Extract them systematically with whatever AI-based transcription tools you prefer. (Bigger companies use an enterprise transcription platform like Gong but there are a ton of free options.)
Turn the customer questions, and your answers, into dedicated FAQs or blog posts. Borrow the phrasing and framing from actual customer transcripts whenever possible. Optimize the new content for LLM search. The next time someone types that question into ChatGPT, your page should be easily cited.
Google Trends is useful, too
It won’t provide more granular data but it can be a quick substitute for that traditional keyword data. And if you’re increasingly using keyword volume to answer basic, directional questions, you can get a lot of directional insights these days from Google Trends.

It has gotten a lot more useful over the past year or so. In the example above, I searched for the term “marketing measurement.”
The “Top queries” column shows the search terms most frequently searched alongside your keyword within the same search session. “Rising queries” column shows the terms with the most significant growth in search volume compared to the previous time period.
So if I cared about marketing measurement I might say, “Oh influencer marketing measurement. Okay there's some other stuff here that's interesting.” This can be really handy for optimizing one-off pieces of content, too – webinar recaps, whitepaper adaptations, stuff like that.
We’re not getting rid of keyword data!
We’re augmenting the role it plays in our strategies.

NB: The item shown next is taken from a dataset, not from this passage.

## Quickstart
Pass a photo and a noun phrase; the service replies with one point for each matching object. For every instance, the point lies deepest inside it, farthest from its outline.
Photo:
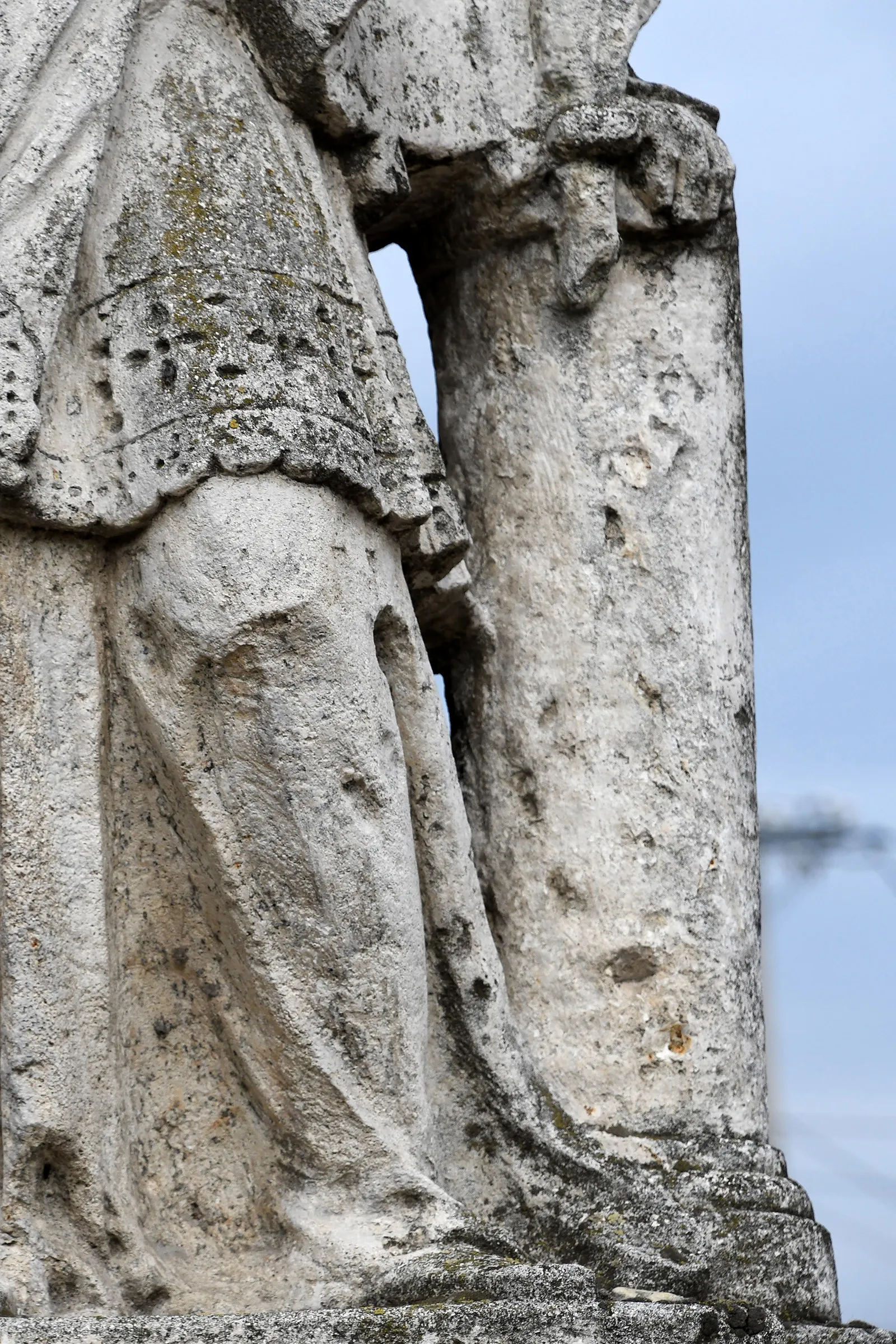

It will remain the foundation of my content strategy plans for the foreseeable future. At the same time, I’m super excited about all the different ways we’re able to supplement that data.
Granular data grows even more important as we scale up content production with LLM technology. If keyword data tells us what to write about, all of this granular data tells us how to write about it. All writers could use that kind of guidance but LLM writers absolutely require it.
At the end of the day, the basic plan for marketers hasn’t changed. We’re still trying to help customers solve their biggest problems. Granular data enables us to be more systematic about it.